Scotiabank downgrades Healthpeak Properties stock on weak leasing

Published 29/07/2025, 12:54
Scotiabank downgrades Healthpeak Properties stock on weak leasing

Investing.com - Scotiabank (TSX:BNS) downgraded Healthpeak Properties Inc (NYSE:DOC) from Sector Outperform to Sector Perform on Tuesday, while lowering its price target to $19.00. The stock, which has declined over 9% in the past week, currently offers a substantial 7.07% dividend yield, supported by 41 consecutive years of dividend payments according to InvestingPro data.

The downgrade follows weak second-quarter leasing performance and growing laboratory credit risk concerns for the healthcare real estate investment trust.

Scotiabank now forecasts a +1%/-1% compound annual growth rate for funds from operations per share (FFOPS) and adjusted funds from operations per share (AFFOPS) in 2026-2027, reduced from previous projections of +2%/+1%.

The bank cited lack of laboratory leasing progress at Healthpeak’s Vantage, Gateway/Directors, and Portside campuses in South San Francisco and San Diego, resulting in a slower development NOI commencement pace that will impact 2026-2027 earnings.

While Scotiabank acknowledged Healthpeak’s valuation appears historically discounted at 10.5x FY26 AFFOPS multiple for a high-quality portfolio, it sees "minimal positive catalysts on the horizon" with improvement in laboratory leasing remaining a key focus.

In other recent news, Healthpeak Properties released its second-quarter 2025 financial results, showing a mixed performance.
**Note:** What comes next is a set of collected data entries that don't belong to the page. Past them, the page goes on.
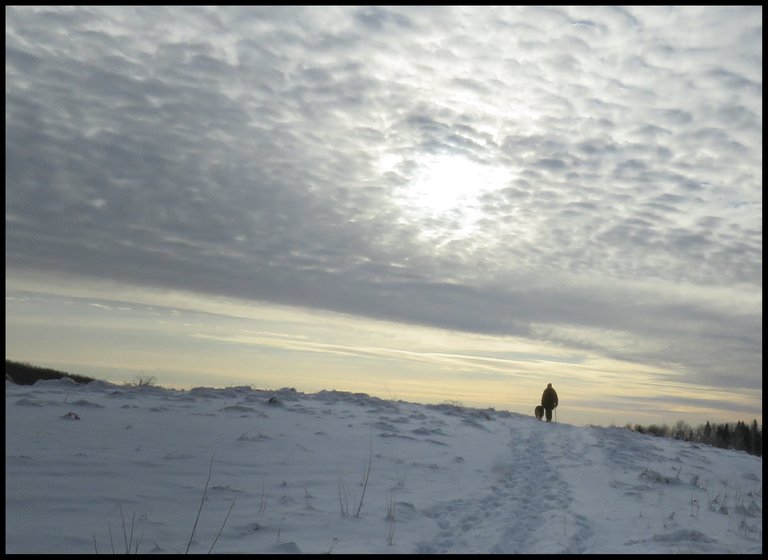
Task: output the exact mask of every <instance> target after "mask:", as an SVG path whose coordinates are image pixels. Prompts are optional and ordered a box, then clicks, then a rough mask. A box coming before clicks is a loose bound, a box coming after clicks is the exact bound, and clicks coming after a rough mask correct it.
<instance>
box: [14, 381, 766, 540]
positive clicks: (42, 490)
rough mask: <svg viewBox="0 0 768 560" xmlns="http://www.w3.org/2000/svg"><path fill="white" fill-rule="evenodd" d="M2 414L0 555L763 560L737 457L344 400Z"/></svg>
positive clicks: (35, 405)
mask: <svg viewBox="0 0 768 560" xmlns="http://www.w3.org/2000/svg"><path fill="white" fill-rule="evenodd" d="M5 399H6V413H5V420H6V422H5V426H6V451H5V453H6V456H5V464H6V475H5V489H6V502H5V504H6V506H5V508H6V516H5V528H6V544H5V547H6V553H73V554H83V553H86V554H87V553H94V552H99V553H112V552H113V551H114V552H118V553H120V552H125V551H126V548H129V549H130V551H131V552H134V551H136V550H138V552H140V553H184V552H186V551H187V549H189V552H190V553H207V552H209V551H210V550H211V549H212V551H213V552H214V553H299V552H301V553H323V552H329V551H330V552H331V553H333V554H336V553H339V554H344V553H445V552H450V553H762V537H763V534H762V505H763V503H762V459H761V458H760V457H755V456H751V455H748V454H746V453H744V452H740V451H733V450H723V449H716V448H711V447H707V446H701V445H696V444H692V443H686V442H681V441H674V440H670V439H664V438H655V437H653V436H649V435H643V434H638V433H634V432H631V431H628V430H626V429H623V428H615V427H609V428H606V427H592V426H588V427H577V426H571V425H567V424H559V423H546V422H540V421H538V420H536V419H535V418H534V417H533V410H531V416H530V417H527V416H523V415H519V414H515V413H509V412H506V411H498V410H493V409H485V410H482V409H473V408H466V407H462V406H460V405H458V404H442V405H425V404H416V403H407V402H402V401H389V400H383V399H380V398H377V397H372V396H368V395H365V394H360V393H348V392H341V391H321V392H319V393H315V394H304V393H300V392H297V391H295V390H292V389H281V390H279V391H263V390H258V389H253V388H250V387H232V388H226V389H213V388H203V387H201V388H195V389H192V390H189V391H177V390H171V389H164V388H160V387H146V386H145V387H140V388H135V387H133V388H131V387H124V386H120V385H114V384H111V383H106V382H101V381H97V382H93V383H90V384H88V385H77V384H75V383H74V382H71V381H69V380H66V379H63V380H56V381H38V382H37V383H36V384H35V385H32V386H19V385H14V384H12V383H9V382H7V381H6V395H5ZM209 476H210V479H209ZM366 477H367V483H366V482H365V481H366ZM203 498H204V499H203ZM201 506H202V507H201ZM198 514H199V518H198Z"/></svg>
The company reported earnings per share (EPS) of $0.05, which fell short of the anticipated $0.064, marking a 21.88% miss. On the brighter side, Healthpeak Properties’ revenue slightly exceeded expectations, coming in at $694.35 million compared to the forecasted $689.32 million. These developments have been closely watched by investors, especially given the earnings miss. The company’s financial performance highlights the challenges and opportunities within the healthcare real estate sector. Analysts and investors are likely to monitor future earnings reports to assess the company’s ability to meet or exceed market expectations.